The burger giant counts 150,000 employees among its corporate workforce and its non-franchised restaurants. More than half of these employees work outside the United States. Its total workforce, including employees at its franchised restaurants, is over 2 million.

The layoffs come as McDonald’s embarks on a restructuring plan, “Accelerating the Arches 2.0,” in which the company aims to open more restaurants in response to increased demand. The company already has more than 38,000 restaurants in more than 100 countries, according to its website. It plans to add 1,900 locations in 2023, chief financial officer Ian Borden said in a call with investors in January.

Unlike big companies that have reduced head count to lower costs amid weak performance, McDonald’s is making the move at a moment of relative strength, according to Adam Chandler, journalist and author of “Drive-Thru Dreams: A Journey Through the Heart of America’s Fast-Food Kingdom.” The motivation is to make one of the world’s biggest corporations more “nimble,” Chandler said.

But it still strikes an odd tone for employees. “In general for morale and performance-based kinds of incentives, it doesn’t seem to make a ton of sense when you’ve been performing as well as McDonald’s has been performing,” Chandler said.

McDonald’s has benefited from recent inflationary pressures, with the company reporting in January that customers are heading to restaurants more often as they look for inexpensive meals. The burger giant has notched two consecutive quarters of heightened domestic traffic, even as other restaurants and retailers have experienced slowdowns amid widespread inflation. Its global comparable sales rose 10.9 percent in 2022 compared to the year before, the company said in its most recent earnings report.

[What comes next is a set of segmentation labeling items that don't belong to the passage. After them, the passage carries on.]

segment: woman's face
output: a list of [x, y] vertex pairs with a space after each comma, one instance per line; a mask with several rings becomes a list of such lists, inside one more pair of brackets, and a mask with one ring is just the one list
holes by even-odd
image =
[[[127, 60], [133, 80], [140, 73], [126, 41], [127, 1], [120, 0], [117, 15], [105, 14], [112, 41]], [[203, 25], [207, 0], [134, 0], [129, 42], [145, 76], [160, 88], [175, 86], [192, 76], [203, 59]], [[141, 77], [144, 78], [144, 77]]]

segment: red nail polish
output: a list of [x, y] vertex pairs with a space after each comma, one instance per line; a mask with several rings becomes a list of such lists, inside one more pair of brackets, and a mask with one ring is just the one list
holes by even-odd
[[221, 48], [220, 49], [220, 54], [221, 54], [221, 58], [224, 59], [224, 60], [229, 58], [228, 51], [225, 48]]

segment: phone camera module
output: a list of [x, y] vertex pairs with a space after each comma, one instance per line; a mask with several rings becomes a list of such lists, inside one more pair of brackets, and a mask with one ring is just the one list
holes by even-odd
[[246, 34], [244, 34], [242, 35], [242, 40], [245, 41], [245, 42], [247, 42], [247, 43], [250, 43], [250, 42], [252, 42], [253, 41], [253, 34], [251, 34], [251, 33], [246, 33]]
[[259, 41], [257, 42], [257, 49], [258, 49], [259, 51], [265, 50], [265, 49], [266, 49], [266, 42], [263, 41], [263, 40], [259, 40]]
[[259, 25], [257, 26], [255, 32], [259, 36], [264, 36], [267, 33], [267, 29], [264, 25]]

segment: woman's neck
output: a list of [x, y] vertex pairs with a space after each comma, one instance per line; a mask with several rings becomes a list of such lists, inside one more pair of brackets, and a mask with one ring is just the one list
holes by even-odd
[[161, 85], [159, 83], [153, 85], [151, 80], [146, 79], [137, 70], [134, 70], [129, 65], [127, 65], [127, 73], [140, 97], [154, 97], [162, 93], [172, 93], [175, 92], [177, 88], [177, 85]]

“Overall, the consumer, whether it’s in Europe or in the U.S., is actually holding up better than what we would have probably expected a year ago or six months ago,” McDonald’s chief executive Chris Kempczinski said in January on a company earnings call.

The restructuring plan aims to “modernize” McDonald’s ways of working and help the company “scale innovations faster than ever before” to keep up with elevated demand, Kempczinski said in a message to employees at the time.

In the memo, Kempczinski noted that the company is “divided into silos,” an approach that was “outdated and self-limiting.”

“We are trying to solve the same problems multiple times, aren’t always sharing ideas and can be slow to innovate,” Kempczinski said.

Higher menu prices and strong menu innovation by McDonald’s have helped boost its traffic and customer transactions, according to Neil Saunders, managing director of analytics company GlobalData. But the company is still facing a great deal of cost pressure that’s causing it to streamline its operations.

With these layoffs, McDonald’s is “essentially getting ahead of potential pressures” on its business, Saunders said.

Fast-food prices spiked about 13 percent last year, outpacing cost increases in groceries according to Pricelisto, which tracks prices for U.S. fast-food companies and other popular businesses.

McDonald’s shares rose nearly 1 percent in trading Monday off the news about impending layoffs.